First, they inserted electrodes into removed spider legs and into the brains of intact spiders. They put the spiders and the legs into a vibration-proof booth and played sounds from two meters (approximately 6.5 feet) away. The spiders and the legs responded to sounds from 100 hertz to 10,000 hertz.

Next, they played the five sounds that had triggered the biggest response to 25 spiders in the wild and 51 spiders in the lab. More than half the spiders did the "backward strike" move when they heard sounds that have a lower frequency similar to insect wing beats. When the higher frequency sounds were played, the spiders did not move. This suggests the higher frequencies may mimic the sounds of predators like birds.

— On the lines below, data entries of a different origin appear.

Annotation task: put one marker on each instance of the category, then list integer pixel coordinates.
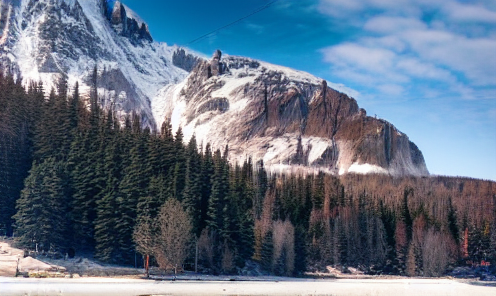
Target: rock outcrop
(185, 61)
(289, 119)
(129, 27)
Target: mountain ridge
(289, 119)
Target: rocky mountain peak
(128, 26)
(289, 119)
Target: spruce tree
(42, 217)
(192, 188)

University of Cincinnati spider behavioral ecologist George Uetz told Science that the results were a "surprise" that indicated science has much to learn about spiders as a whole. Because all spiders have these receptors on their legs, it is possible that all spiders can hear. This theory was first put forward by Walcott 60 years ago, but was dismissed at the time, according to the Cornell Chronicle. But studies of other spiders have turned up further evidence since. A 2016 study found that a kind of jumping spider can pick up sonic vibrations in the air.

"We don't know diddly about spiders," Uetz told Science. "They are much more complex than people ever thought they were."

Learning more provides scientists with an opportunity to study their sensory abilities in order to improve technology like bio-sensors, directional microphones and visual processing algorithms, Stafstrom told CNN.

Hoy agreed.

"The point is any understudied, underappreciated group has fascinating lives, even a yucky spider, and we can learn something from it," he told CNN.